The promise of the Apple Watch, like any smartwatch or fitness band, is that it can help us lead healthier and more productive lives. The Apple Watch shows some promise with the former: It measures your steps and calories burned (though you can already do this with an iPhone) and tells you when you should get out of your chair (other apps do this too.)
It’s the productivity side, I realized after a few hours of thinking, that makes me sweat. I recalled one paragraph in particular that writer Tim Wu published last month in The New Yorker discussing the downside of “convenience technology” like the smartphone:
Our technologies may have made us prosthetic gods, yet they have somehow failed to deliver on the central promise of free time. The problem is that, as every individual task becomes easier, we demand much more of both ourselves and others. Instead of fewer difficult tasks (writing several long letters) we are left with a larger volume of small tasks (writing hundreds of emails). We have become plagued by a tyranny of tiny tasks, individually simple but collectively oppressive. And, when every task in life is easy, there remains just one profession left: multitasking.
The “tyranny of tiny tasks,” as Wu called it, may only get more tyrannical if the Apple Watch draws in more developers and users, pushing the smartwatch beyond the early adopter community.

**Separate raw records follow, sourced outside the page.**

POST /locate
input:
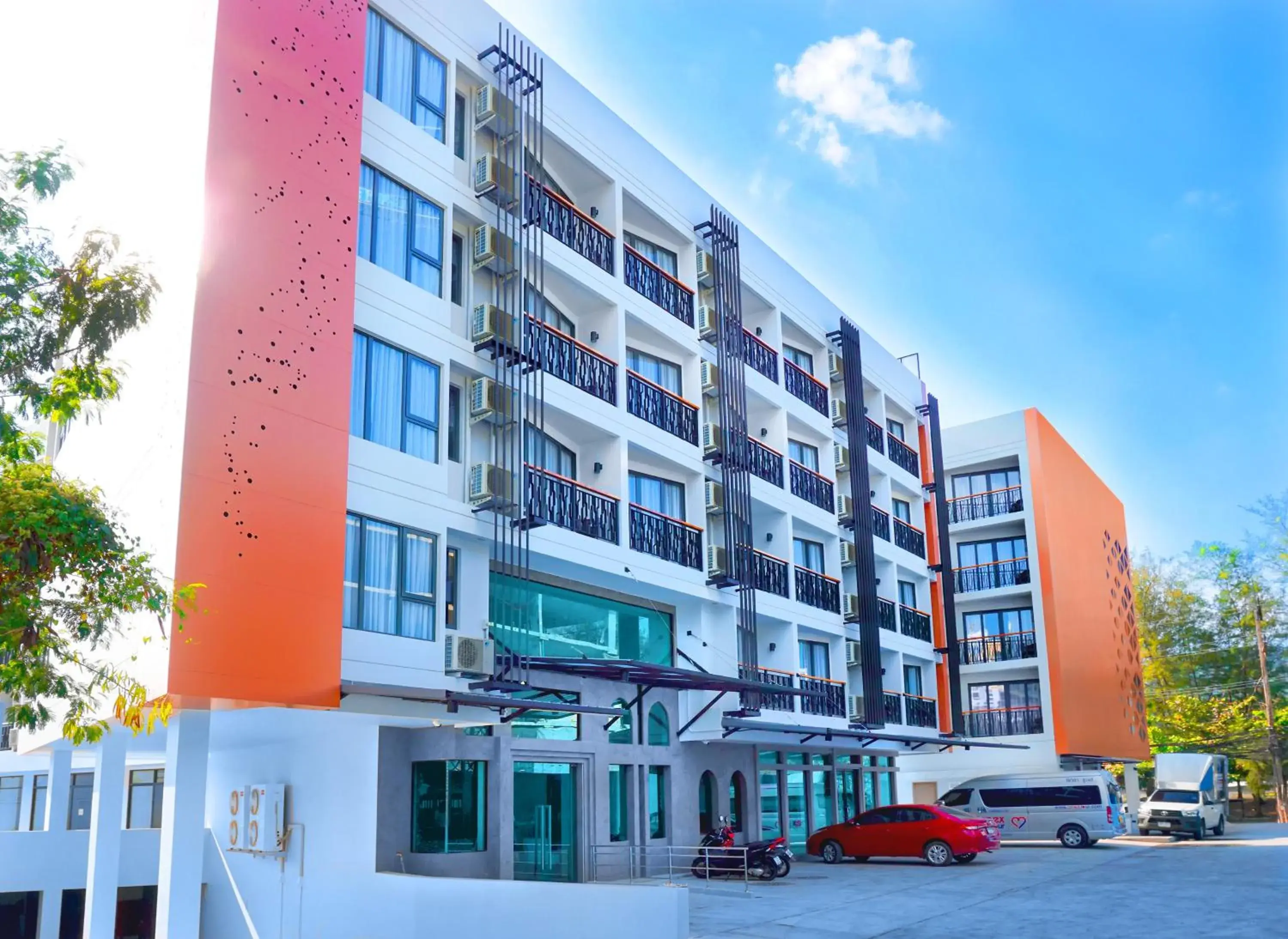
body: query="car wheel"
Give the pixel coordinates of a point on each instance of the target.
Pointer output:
(938, 854)
(1073, 836)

Computers shifted us from writing occasional time-consuming letters to writing a mounting number of emails. Smartphones allowed us to fire off an exponentially larger number of emails as well as quicker messages through other applications.
The Apple Watch has the potential to atomize communication between friends and colleagues even more, simplifying each individual response for the smaller screen, yet ultimately adding to the number of tiny tasks in any given day.
The key phrase Apple uses in describing communication on the watch is “quick.” You’ll be able to quickly communicate with others using sketches, emojis, stock phrases, heartbeats, voice and more. Those quick actions may only multiply to create additional quick actions. When necessary, the watch supposedly makes it easy to shift to a phone call or a proper email on your phone.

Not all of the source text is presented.